Shaping Up For The Geek Age

Maybe I’ll be starting out with some of you wanting to slap me right across the face, but here goes.

I finally managed to pack on some pounds in the last year or so. Now granted, I’ve always been rather slender for a dude geek. I’ve never had to worry about my weight, which meant that my college-like diet of hot wings, pizza, and Klondike bars was sure to catch up to me at some point. Despite my best efforts, including an obvious sacrifice involving the excruciating arm-twisting it took to get me to drink more beer, I still haven’t had to worry too much til the last few months or so.

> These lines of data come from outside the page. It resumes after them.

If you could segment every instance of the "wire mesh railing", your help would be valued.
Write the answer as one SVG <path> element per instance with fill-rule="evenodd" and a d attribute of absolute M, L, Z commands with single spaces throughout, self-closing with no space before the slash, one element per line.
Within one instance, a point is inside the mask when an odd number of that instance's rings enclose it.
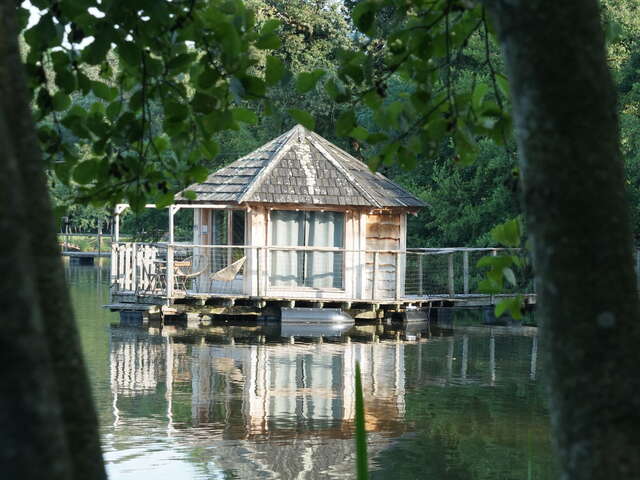
<path fill-rule="evenodd" d="M 486 256 L 517 257 L 515 284 L 503 293 L 533 293 L 523 251 L 498 248 L 347 250 L 164 243 L 114 243 L 112 290 L 138 295 L 277 296 L 306 292 L 352 300 L 484 295 Z M 486 263 L 486 262 L 484 262 Z M 318 298 L 321 298 L 320 295 Z"/>
<path fill-rule="evenodd" d="M 509 267 L 515 284 L 503 283 L 501 293 L 534 293 L 533 269 L 525 251 L 504 248 L 409 249 L 406 253 L 405 295 L 459 296 L 489 294 L 484 257 L 515 257 Z"/>

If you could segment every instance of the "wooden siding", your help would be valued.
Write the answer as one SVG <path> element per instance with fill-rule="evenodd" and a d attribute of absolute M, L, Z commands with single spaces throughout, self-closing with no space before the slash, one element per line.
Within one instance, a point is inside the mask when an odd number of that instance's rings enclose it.
<path fill-rule="evenodd" d="M 367 215 L 366 249 L 399 250 L 402 237 L 400 214 Z M 393 298 L 396 296 L 396 261 L 393 253 L 366 254 L 365 294 L 370 298 Z M 377 268 L 376 267 L 377 263 Z M 373 290 L 375 269 L 375 293 Z"/>

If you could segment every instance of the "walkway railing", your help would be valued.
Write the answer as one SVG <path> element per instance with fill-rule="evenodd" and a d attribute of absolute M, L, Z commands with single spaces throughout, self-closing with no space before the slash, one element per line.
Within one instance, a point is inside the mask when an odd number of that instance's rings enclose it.
<path fill-rule="evenodd" d="M 166 243 L 114 243 L 113 292 L 138 295 L 246 295 L 376 300 L 485 294 L 484 256 L 520 255 L 500 248 L 347 250 L 323 247 L 253 247 Z M 505 293 L 533 293 L 523 258 L 517 284 Z"/>

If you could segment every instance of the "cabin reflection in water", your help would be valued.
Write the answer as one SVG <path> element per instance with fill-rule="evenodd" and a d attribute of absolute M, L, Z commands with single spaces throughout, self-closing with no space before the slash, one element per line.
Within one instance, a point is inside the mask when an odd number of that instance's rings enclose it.
<path fill-rule="evenodd" d="M 299 423 L 350 437 L 358 361 L 368 400 L 368 430 L 402 428 L 388 420 L 404 416 L 401 342 L 232 346 L 180 342 L 185 339 L 192 340 L 114 327 L 114 396 L 156 394 L 164 384 L 169 400 L 179 384 L 181 392 L 191 392 L 190 426 L 218 425 L 225 438 L 287 435 L 295 433 Z M 243 427 L 227 428 L 229 416 L 241 416 Z"/>
<path fill-rule="evenodd" d="M 167 436 L 212 449 L 210 461 L 239 478 L 255 478 L 256 472 L 266 478 L 297 478 L 300 472 L 309 474 L 301 478 L 349 477 L 355 460 L 356 361 L 362 370 L 374 462 L 412 428 L 405 420 L 405 389 L 418 383 L 495 381 L 493 337 L 489 342 L 486 336 L 476 337 L 488 360 L 478 372 L 467 356 L 480 345 L 471 347 L 466 335 L 461 341 L 448 337 L 407 343 L 402 335 L 420 339 L 421 331 L 383 333 L 379 325 L 355 328 L 361 339 L 374 341 L 320 343 L 307 338 L 306 343 L 289 344 L 288 339 L 273 342 L 271 336 L 261 343 L 265 337 L 260 326 L 211 327 L 196 333 L 166 326 L 113 326 L 113 427 L 117 431 L 133 421 L 140 405 L 154 405 L 150 416 L 160 420 L 161 428 L 166 425 Z M 386 341 L 384 335 L 394 340 Z M 427 355 L 427 347 L 433 347 L 433 353 Z M 536 356 L 533 349 L 531 353 L 534 376 Z M 459 357 L 455 368 L 454 355 Z M 423 373 L 422 365 L 432 364 L 425 360 L 439 367 Z"/>

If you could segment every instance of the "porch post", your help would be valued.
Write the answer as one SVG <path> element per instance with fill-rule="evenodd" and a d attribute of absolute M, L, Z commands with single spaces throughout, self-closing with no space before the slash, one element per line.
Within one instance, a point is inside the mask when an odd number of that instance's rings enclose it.
<path fill-rule="evenodd" d="M 127 209 L 127 204 L 119 203 L 116 205 L 115 209 L 115 218 L 114 218 L 114 229 L 113 229 L 113 241 L 118 243 L 120 241 L 120 214 Z"/>
<path fill-rule="evenodd" d="M 173 243 L 174 242 L 174 236 L 173 236 L 174 221 L 173 221 L 173 216 L 176 214 L 176 212 L 178 210 L 180 210 L 180 207 L 178 207 L 177 205 L 170 205 L 169 206 L 169 243 Z"/>
<path fill-rule="evenodd" d="M 174 272 L 173 272 L 173 242 L 174 222 L 173 216 L 180 210 L 176 205 L 169 205 L 169 245 L 167 245 L 167 297 L 173 296 Z"/>

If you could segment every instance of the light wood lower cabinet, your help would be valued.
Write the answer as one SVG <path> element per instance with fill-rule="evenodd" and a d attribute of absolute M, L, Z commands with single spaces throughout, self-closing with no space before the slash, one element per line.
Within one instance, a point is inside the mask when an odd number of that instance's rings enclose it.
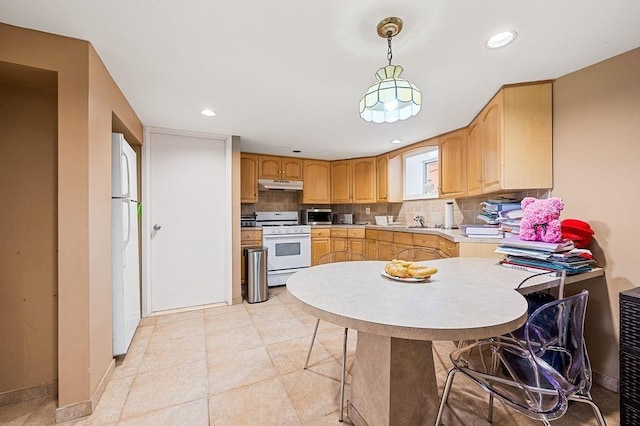
<path fill-rule="evenodd" d="M 331 251 L 348 251 L 365 254 L 363 228 L 331 228 Z"/>
<path fill-rule="evenodd" d="M 240 231 L 240 282 L 242 284 L 246 281 L 246 259 L 244 258 L 245 247 L 262 247 L 262 230 L 251 229 Z"/>
<path fill-rule="evenodd" d="M 456 243 L 435 234 L 420 234 L 378 229 L 314 228 L 311 230 L 311 264 L 317 265 L 325 253 L 350 251 L 363 254 L 367 260 L 396 259 L 408 248 L 430 248 L 439 251 L 441 257 L 495 257 L 498 243 Z M 425 260 L 425 259 L 407 259 Z"/>

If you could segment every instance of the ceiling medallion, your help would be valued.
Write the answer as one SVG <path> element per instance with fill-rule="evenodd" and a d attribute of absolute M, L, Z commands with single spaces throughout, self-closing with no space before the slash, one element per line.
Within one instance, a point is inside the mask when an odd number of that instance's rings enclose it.
<path fill-rule="evenodd" d="M 422 106 L 422 93 L 415 84 L 400 78 L 403 68 L 391 65 L 391 39 L 402 30 L 402 19 L 385 18 L 378 23 L 378 35 L 387 39 L 389 64 L 376 72 L 378 82 L 360 100 L 360 117 L 374 123 L 393 123 L 413 117 Z"/>

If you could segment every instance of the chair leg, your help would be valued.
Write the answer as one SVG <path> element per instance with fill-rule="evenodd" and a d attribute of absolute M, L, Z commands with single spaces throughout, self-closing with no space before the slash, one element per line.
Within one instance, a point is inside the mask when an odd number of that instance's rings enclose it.
<path fill-rule="evenodd" d="M 340 381 L 340 415 L 338 421 L 342 423 L 344 420 L 342 412 L 344 411 L 344 381 L 347 371 L 347 333 L 348 328 L 344 329 L 344 341 L 342 342 L 342 380 Z"/>
<path fill-rule="evenodd" d="M 489 394 L 489 413 L 487 414 L 487 421 L 493 423 L 493 394 Z"/>
<path fill-rule="evenodd" d="M 444 391 L 442 392 L 442 399 L 440 400 L 440 407 L 438 408 L 438 417 L 436 417 L 436 426 L 440 426 L 442 423 L 442 413 L 444 412 L 444 406 L 449 399 L 449 393 L 451 392 L 451 384 L 453 383 L 453 376 L 458 372 L 455 368 L 449 370 L 447 374 L 447 382 L 444 385 Z"/>
<path fill-rule="evenodd" d="M 604 416 L 602 415 L 602 411 L 600 410 L 600 407 L 598 407 L 598 404 L 596 404 L 593 399 L 591 399 L 590 397 L 585 397 L 585 396 L 581 396 L 581 395 L 573 395 L 569 398 L 570 401 L 576 401 L 576 402 L 583 402 L 585 404 L 589 404 L 591 406 L 591 409 L 593 410 L 593 414 L 595 414 L 596 416 L 596 420 L 598 421 L 598 425 L 599 426 L 606 426 L 607 422 L 605 422 L 604 420 Z"/>
<path fill-rule="evenodd" d="M 313 336 L 311 336 L 311 344 L 309 345 L 309 353 L 307 354 L 307 360 L 304 362 L 304 369 L 309 366 L 309 358 L 311 358 L 311 349 L 313 349 L 313 342 L 316 340 L 316 333 L 318 332 L 318 324 L 320 324 L 320 318 L 316 320 L 316 328 L 313 329 Z"/>

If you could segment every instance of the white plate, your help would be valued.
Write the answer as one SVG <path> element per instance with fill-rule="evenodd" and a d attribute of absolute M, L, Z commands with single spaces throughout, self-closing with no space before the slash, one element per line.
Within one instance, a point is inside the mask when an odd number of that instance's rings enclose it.
<path fill-rule="evenodd" d="M 389 275 L 387 274 L 386 271 L 382 271 L 382 276 L 383 277 L 387 277 L 387 278 L 391 278 L 392 280 L 396 280 L 396 281 L 402 281 L 405 283 L 421 283 L 421 282 L 425 282 L 426 280 L 428 280 L 429 278 L 431 278 L 431 275 L 429 275 L 428 277 L 424 277 L 424 278 L 400 278 L 400 277 L 394 277 L 393 275 Z"/>

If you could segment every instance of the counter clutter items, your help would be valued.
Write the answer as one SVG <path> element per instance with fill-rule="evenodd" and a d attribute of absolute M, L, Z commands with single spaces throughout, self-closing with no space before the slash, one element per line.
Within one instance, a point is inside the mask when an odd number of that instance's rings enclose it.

Now that I have some weight, and I don’t look like a kindly grandmother’s worst nightmare in terms of being underfed, I need to get in shape. Amazingly enough, getting up from the computer to go to the water cooler is not sufficient cardio for a workout. It’s been many, many years since I did regular exercise, and the gym is probably a sad place where I would end up injuring myself trying to lift 10 pound weights, so I went looking around for games. I’m fortunate enough to have a Kinect, and eventually settled on “Your Shape, Fitness Evolved” to get me the toning and cardio I needed. Granted, I loaded the game expecting maybe something that might make me crack a sweat like I did that one time I imitated Mike Tyson on Wii Boxing.

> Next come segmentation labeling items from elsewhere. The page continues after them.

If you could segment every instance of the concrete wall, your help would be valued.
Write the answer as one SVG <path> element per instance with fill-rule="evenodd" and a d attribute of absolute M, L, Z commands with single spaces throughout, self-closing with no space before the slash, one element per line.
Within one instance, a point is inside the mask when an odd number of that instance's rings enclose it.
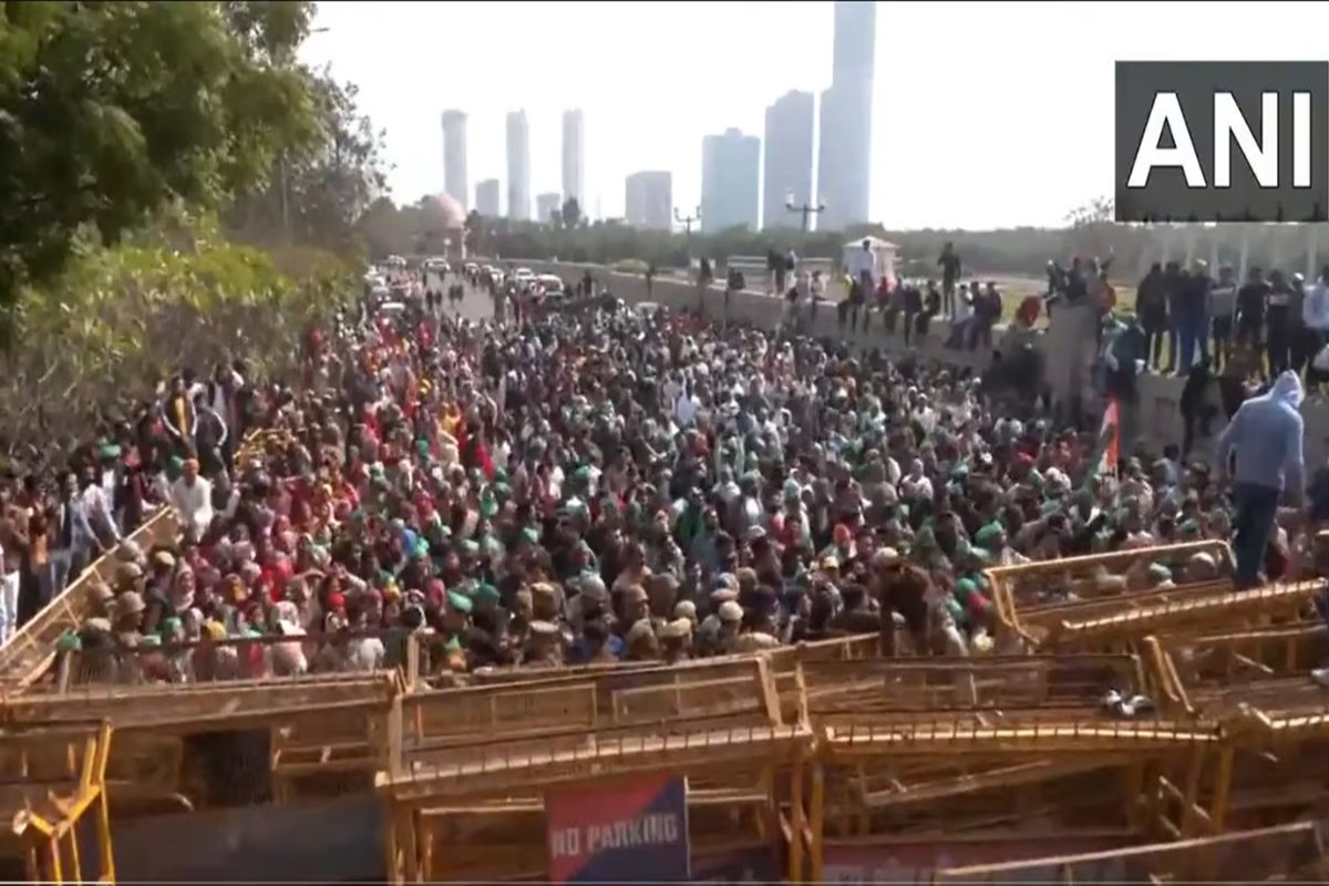
<path fill-rule="evenodd" d="M 585 264 L 566 264 L 552 262 L 536 262 L 525 259 L 512 259 L 514 266 L 529 267 L 537 274 L 557 274 L 565 282 L 581 279 L 586 271 Z M 678 278 L 658 276 L 651 283 L 651 292 L 647 296 L 646 279 L 637 274 L 622 274 L 606 267 L 591 267 L 591 274 L 602 284 L 609 286 L 614 295 L 629 304 L 638 302 L 658 302 L 671 310 L 695 310 L 698 295 L 696 287 Z M 780 319 L 784 307 L 783 300 L 759 291 L 736 292 L 730 302 L 730 316 L 736 321 L 752 323 L 755 325 L 772 327 Z M 712 316 L 719 316 L 722 308 L 722 290 L 716 287 L 712 298 L 708 299 L 708 311 Z M 873 317 L 877 320 L 877 317 Z M 813 329 L 817 336 L 840 337 L 841 332 L 836 324 L 833 307 L 828 307 L 817 316 Z M 888 336 L 880 325 L 868 335 L 845 337 L 855 344 L 878 347 L 888 352 L 905 353 L 904 339 L 900 335 Z M 1091 347 L 1086 343 L 1086 347 Z M 938 329 L 924 339 L 916 348 L 924 359 L 938 360 L 952 365 L 983 367 L 987 364 L 986 353 L 961 353 L 941 347 Z M 1050 367 L 1055 372 L 1055 367 Z M 1181 397 L 1181 381 L 1160 376 L 1143 376 L 1139 380 L 1140 413 L 1138 426 L 1152 448 L 1162 448 L 1164 442 L 1181 441 L 1181 416 L 1177 404 Z M 1306 418 L 1306 461 L 1310 470 L 1324 464 L 1329 457 L 1329 402 L 1308 402 L 1302 406 Z"/>

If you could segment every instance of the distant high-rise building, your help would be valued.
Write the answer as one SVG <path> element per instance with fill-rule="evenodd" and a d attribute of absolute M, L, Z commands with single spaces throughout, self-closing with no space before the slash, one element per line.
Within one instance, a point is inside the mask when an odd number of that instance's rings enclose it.
<path fill-rule="evenodd" d="M 466 114 L 443 112 L 443 190 L 448 197 L 470 206 L 470 179 L 466 178 Z"/>
<path fill-rule="evenodd" d="M 747 227 L 760 219 L 762 139 L 726 129 L 702 139 L 702 230 Z"/>
<path fill-rule="evenodd" d="M 817 201 L 824 230 L 869 219 L 872 195 L 872 81 L 877 4 L 837 0 L 831 86 L 821 93 Z"/>
<path fill-rule="evenodd" d="M 530 125 L 525 110 L 508 114 L 508 218 L 530 221 Z"/>
<path fill-rule="evenodd" d="M 816 97 L 789 92 L 766 109 L 766 179 L 762 185 L 762 226 L 797 227 L 801 221 L 785 209 L 785 201 L 811 202 L 812 135 Z"/>
<path fill-rule="evenodd" d="M 563 112 L 563 199 L 586 213 L 586 118 L 581 109 Z"/>
<path fill-rule="evenodd" d="M 623 181 L 623 219 L 633 227 L 667 231 L 672 226 L 674 175 L 633 173 Z"/>
<path fill-rule="evenodd" d="M 476 185 L 476 211 L 485 218 L 502 215 L 502 186 L 497 178 L 486 178 Z"/>
<path fill-rule="evenodd" d="M 556 191 L 549 191 L 548 194 L 536 195 L 536 221 L 548 224 L 550 219 L 562 213 L 563 198 L 562 194 Z"/>

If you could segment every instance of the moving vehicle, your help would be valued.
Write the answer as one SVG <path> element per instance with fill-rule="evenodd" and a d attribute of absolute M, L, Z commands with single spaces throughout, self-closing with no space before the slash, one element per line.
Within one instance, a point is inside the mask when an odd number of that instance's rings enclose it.
<path fill-rule="evenodd" d="M 541 274 L 534 280 L 536 288 L 542 290 L 545 298 L 550 295 L 566 295 L 563 280 L 557 274 Z"/>

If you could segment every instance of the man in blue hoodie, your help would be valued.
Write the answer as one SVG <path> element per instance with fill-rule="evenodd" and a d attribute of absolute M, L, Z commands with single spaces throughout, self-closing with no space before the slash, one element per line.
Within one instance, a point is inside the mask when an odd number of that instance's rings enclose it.
<path fill-rule="evenodd" d="M 1301 399 L 1301 379 L 1285 371 L 1268 393 L 1241 404 L 1219 437 L 1220 480 L 1229 470 L 1233 478 L 1236 514 L 1232 547 L 1237 558 L 1237 587 L 1252 587 L 1260 580 L 1265 547 L 1278 515 L 1278 501 L 1284 495 L 1292 503 L 1301 498 L 1305 482 Z"/>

Perhaps about 60 minutes of torturous exercise later, I found out how wrong I was. And that was just the tutorial and the analysis of my very out-of-shape body. I really like games like this – mostly because, well, they aren’t games. This seems overly contradictory so to clarify, I mean to say that exercise, while having some game-like elements to it, is ultimately not supposed to be a game – it’s supposed to be a way to exude effort to get in better shape. For that, it takes work and any title that claims to do so better put you through your paces. I have a customized workout for Your Shape that is tailored to me now, and with the addition of some cardio and shaping-based games and a bit of tai chi and tae bo style boxing, I look forward to many more humbling sessions of Kinect-powered workout. At the very least, it’s a way I can be embarrassed at having knees that crack on a squat in the privacy of my own home.

 

June 6, 2011

Screenshot Makes It Happen

Ah, C’thun from WoW’s Ahn’Qiraj. How I missed your beam of DOOM that some people just somehow felt compelled to run towards.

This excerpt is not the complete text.